L’écoblanchiment, ou verdissage, traduit du terme anglophone greenwashing, est une forme de brainwashing visant à donner aux consommateurs l’impression que l’entreprise est plus verte, écologique ou socialement engagée d’une manière ou d’une autre.

Comment ça marche

Cette démarche passe souvent par des procédés marketing visant à modifier le comportement du consommateur envers une marque. On pourrait parler ici d’« écoéduction » ou d’« écomascarade ». Se présenter comme étant plus naturel ou plus engagé socialement plaît de plus en plus à l’acheteur qui se donnera bonne conscience en consommant un produit plus qu’un autre selon l’impression qu’il est plus vert.

Un changement de nom ou de branding, par exemple, serait un bel exemple d’écoblanchiment. Une autre manifestation de ce phénomène serait d’intégrer dans le message publicitaire des arguments écologiques ou de publiciser une affiliation avec une organisation écoresponsable.

Mensonge ou vérité?

Il va sans dire que l’écoblanchiment est considéré par la plupart comme une démarche mensongère. On reproche au greenwashing de suggérer des vertus inexistantes ou exagérées. De faire de fausses promesses; d’utiliser des certifications non-reconnues; de ne pas tout révéler et par le fait même, de manquer de transparence.

À défaut de ne pas toujours être en mesure de vérifier la véracité des promesses faites par les compagnies, la méfiance est de mise. Sans discréditer systématiquement le produit ou l’entreprise, on peut se demander s’il ne s’agit pas d’une opération de charme auprès du consommateur plutôt qu’une réelle préoccupation environnementale ou sociale.

Si les actions écologiques mises en place par les entreprises sont réelles, elles ne représentent bien souvent qu’une fraction négligeable de leurs activités et investissements.
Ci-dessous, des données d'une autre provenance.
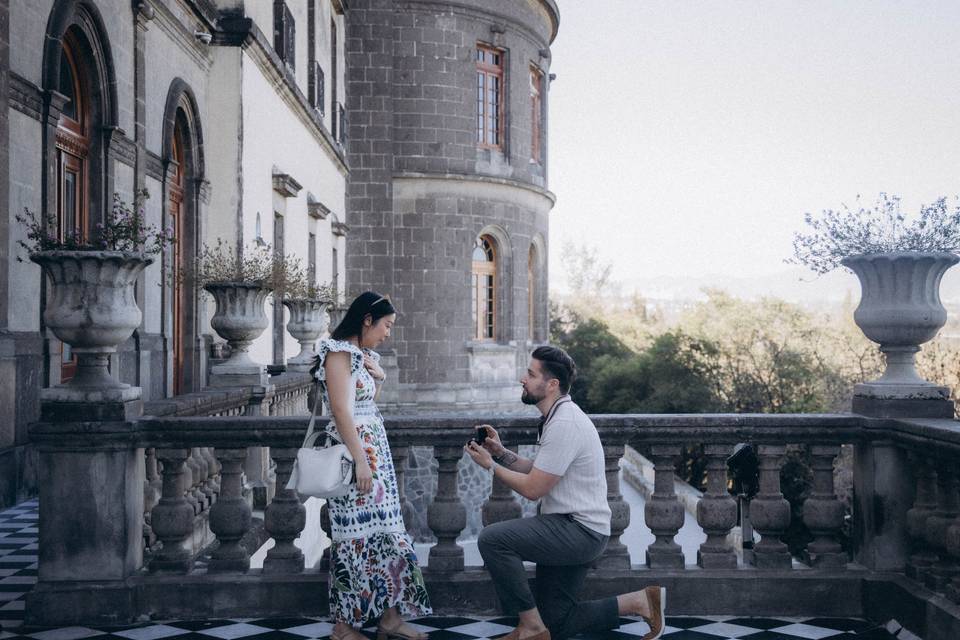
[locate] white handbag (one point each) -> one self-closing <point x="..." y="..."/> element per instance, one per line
<point x="321" y="472"/>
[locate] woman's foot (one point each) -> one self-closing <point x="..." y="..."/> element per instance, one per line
<point x="398" y="630"/>
<point x="343" y="631"/>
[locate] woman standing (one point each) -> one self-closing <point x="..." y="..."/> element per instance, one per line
<point x="373" y="567"/>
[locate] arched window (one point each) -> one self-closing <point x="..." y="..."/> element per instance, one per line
<point x="532" y="292"/>
<point x="484" y="288"/>
<point x="73" y="150"/>
<point x="177" y="189"/>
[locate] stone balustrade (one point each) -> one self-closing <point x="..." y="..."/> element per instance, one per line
<point x="903" y="552"/>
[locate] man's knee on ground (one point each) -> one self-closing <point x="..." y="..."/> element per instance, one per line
<point x="489" y="538"/>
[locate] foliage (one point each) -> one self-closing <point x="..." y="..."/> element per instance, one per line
<point x="224" y="263"/>
<point x="586" y="340"/>
<point x="882" y="228"/>
<point x="675" y="375"/>
<point x="124" y="228"/>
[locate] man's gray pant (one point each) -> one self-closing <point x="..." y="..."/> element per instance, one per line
<point x="563" y="550"/>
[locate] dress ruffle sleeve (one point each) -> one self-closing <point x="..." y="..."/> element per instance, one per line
<point x="326" y="346"/>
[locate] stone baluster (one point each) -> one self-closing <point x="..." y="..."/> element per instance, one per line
<point x="717" y="512"/>
<point x="230" y="517"/>
<point x="203" y="469"/>
<point x="945" y="568"/>
<point x="211" y="487"/>
<point x="327" y="529"/>
<point x="284" y="518"/>
<point x="663" y="513"/>
<point x="151" y="495"/>
<point x="823" y="511"/>
<point x="192" y="477"/>
<point x="400" y="456"/>
<point x="922" y="556"/>
<point x="770" y="512"/>
<point x="172" y="518"/>
<point x="616" y="555"/>
<point x="446" y="515"/>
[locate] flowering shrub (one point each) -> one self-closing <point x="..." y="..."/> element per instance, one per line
<point x="840" y="233"/>
<point x="223" y="263"/>
<point x="123" y="229"/>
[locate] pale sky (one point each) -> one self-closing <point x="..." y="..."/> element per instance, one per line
<point x="687" y="139"/>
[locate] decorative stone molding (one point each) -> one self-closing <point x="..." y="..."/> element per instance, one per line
<point x="316" y="209"/>
<point x="25" y="97"/>
<point x="285" y="185"/>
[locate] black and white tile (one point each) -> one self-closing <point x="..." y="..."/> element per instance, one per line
<point x="18" y="574"/>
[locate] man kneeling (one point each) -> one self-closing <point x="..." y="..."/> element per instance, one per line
<point x="567" y="475"/>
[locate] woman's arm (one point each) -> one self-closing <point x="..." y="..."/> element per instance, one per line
<point x="337" y="373"/>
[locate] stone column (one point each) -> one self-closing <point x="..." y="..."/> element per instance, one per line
<point x="881" y="502"/>
<point x="945" y="568"/>
<point x="616" y="555"/>
<point x="922" y="556"/>
<point x="717" y="512"/>
<point x="172" y="518"/>
<point x="400" y="455"/>
<point x="284" y="519"/>
<point x="663" y="513"/>
<point x="770" y="512"/>
<point x="230" y="517"/>
<point x="823" y="512"/>
<point x="446" y="515"/>
<point x="151" y="495"/>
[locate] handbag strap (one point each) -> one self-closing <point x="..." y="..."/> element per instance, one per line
<point x="313" y="420"/>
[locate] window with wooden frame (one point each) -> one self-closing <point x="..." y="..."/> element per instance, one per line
<point x="531" y="292"/>
<point x="536" y="117"/>
<point x="177" y="190"/>
<point x="73" y="149"/>
<point x="489" y="97"/>
<point x="316" y="88"/>
<point x="284" y="34"/>
<point x="484" y="288"/>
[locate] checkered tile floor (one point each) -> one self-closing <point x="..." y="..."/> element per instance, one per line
<point x="18" y="574"/>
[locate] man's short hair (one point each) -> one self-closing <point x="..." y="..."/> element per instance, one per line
<point x="556" y="363"/>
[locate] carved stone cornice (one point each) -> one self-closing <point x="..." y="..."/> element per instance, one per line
<point x="25" y="97"/>
<point x="285" y="185"/>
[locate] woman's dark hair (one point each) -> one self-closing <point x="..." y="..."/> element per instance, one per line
<point x="556" y="363"/>
<point x="367" y="303"/>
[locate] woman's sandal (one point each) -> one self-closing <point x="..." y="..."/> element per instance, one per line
<point x="396" y="633"/>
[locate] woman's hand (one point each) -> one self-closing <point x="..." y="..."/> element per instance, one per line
<point x="479" y="454"/>
<point x="371" y="365"/>
<point x="364" y="475"/>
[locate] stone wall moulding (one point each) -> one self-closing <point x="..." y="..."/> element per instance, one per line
<point x="285" y="185"/>
<point x="315" y="208"/>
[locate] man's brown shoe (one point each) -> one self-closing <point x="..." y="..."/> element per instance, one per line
<point x="515" y="635"/>
<point x="657" y="601"/>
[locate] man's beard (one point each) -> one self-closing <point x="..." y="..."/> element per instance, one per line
<point x="528" y="398"/>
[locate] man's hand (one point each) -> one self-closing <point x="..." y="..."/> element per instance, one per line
<point x="492" y="443"/>
<point x="479" y="454"/>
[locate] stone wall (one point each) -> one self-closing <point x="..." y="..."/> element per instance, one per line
<point x="421" y="191"/>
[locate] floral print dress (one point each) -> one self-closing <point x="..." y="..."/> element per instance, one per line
<point x="373" y="565"/>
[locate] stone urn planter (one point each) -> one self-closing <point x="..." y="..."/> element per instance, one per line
<point x="240" y="319"/>
<point x="308" y="321"/>
<point x="92" y="308"/>
<point x="900" y="309"/>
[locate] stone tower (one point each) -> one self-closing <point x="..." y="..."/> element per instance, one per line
<point x="447" y="200"/>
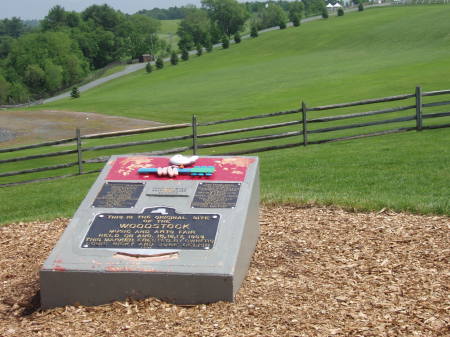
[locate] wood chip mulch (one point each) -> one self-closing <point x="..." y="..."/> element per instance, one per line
<point x="316" y="272"/>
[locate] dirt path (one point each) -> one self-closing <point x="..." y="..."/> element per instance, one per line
<point x="27" y="127"/>
<point x="316" y="272"/>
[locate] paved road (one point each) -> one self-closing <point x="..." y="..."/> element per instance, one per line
<point x="138" y="66"/>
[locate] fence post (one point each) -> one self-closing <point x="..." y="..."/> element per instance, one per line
<point x="194" y="134"/>
<point x="79" y="151"/>
<point x="305" y="134"/>
<point x="418" y="108"/>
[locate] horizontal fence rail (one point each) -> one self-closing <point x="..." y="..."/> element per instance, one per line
<point x="305" y="120"/>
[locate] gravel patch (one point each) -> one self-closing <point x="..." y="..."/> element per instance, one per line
<point x="316" y="272"/>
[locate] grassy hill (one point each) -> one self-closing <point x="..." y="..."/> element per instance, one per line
<point x="375" y="53"/>
<point x="379" y="52"/>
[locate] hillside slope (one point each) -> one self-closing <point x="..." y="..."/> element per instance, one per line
<point x="374" y="53"/>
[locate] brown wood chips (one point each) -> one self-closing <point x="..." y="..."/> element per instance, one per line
<point x="316" y="272"/>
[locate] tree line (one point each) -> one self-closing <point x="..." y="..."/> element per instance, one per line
<point x="66" y="46"/>
<point x="220" y="20"/>
<point x="38" y="60"/>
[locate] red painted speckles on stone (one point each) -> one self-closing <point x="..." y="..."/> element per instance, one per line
<point x="227" y="169"/>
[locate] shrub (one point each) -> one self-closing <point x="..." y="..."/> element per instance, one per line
<point x="148" y="68"/>
<point x="75" y="93"/>
<point x="159" y="63"/>
<point x="237" y="37"/>
<point x="199" y="49"/>
<point x="184" y="55"/>
<point x="254" y="31"/>
<point x="225" y="42"/>
<point x="174" y="58"/>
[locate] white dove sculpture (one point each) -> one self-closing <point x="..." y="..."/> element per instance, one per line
<point x="181" y="160"/>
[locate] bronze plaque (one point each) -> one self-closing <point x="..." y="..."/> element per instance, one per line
<point x="118" y="195"/>
<point x="216" y="195"/>
<point x="155" y="228"/>
<point x="168" y="192"/>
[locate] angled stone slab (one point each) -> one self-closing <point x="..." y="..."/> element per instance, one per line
<point x="186" y="240"/>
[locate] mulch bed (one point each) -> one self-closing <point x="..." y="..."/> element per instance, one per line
<point x="316" y="272"/>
L’écoblanchiment leur permet tout de même de masquer des activités pour le moins irresponsables.

Exemples

— Une lingette biodégradable, mais jetable versus un linge de coton
— Un détergent dit « naturel » qui contient de l’arsenic qui est naturel, mais pas vert
— Un produit dit « sans CFC » alors que ce dernier est interdit depuis 1989
— Des produits qui portent des mentions « éco » dont les logos ne sont pas des organisations officielles

Contre l’écoblanchiment

En réaction à une montée impressionnante de cette désinformation qu’est l’écoblanchiment, plusieurs organisations nationales et internationales se sont créées, dans la dernière décennie, pour mener une veille sur les mauvaises pratiques publicitaires et pour renseigner le public.

L’ARPP (Autorité de régulation professionnelle de la publicité), ancien BVP (Bureau de vérification de la publicité) en France en est un très connu. Au Canada et partout au monde, plusieurs programmes de certifications reconnus permettent de repérer par étiquetage les produits de consommation qui sont réellement verts.

Consommer mieux

Si la réduction du volume de notre consommation est la plus verte des démarches, une consommation avisée demeure une excellente manière de réduire notre empreinte environnementale. Nos choix éco-responsables font valoir notre désir de privilégier les marques qui le sont réellement et ainsi manifester notre préférence pour la clarté et la véracité des caractéristiques des produits. LIRE L’ÉTIQUETTE, OUI! Encore faut-il qu’elle dise la vérité tout comme la publicité qui en vante les mérites.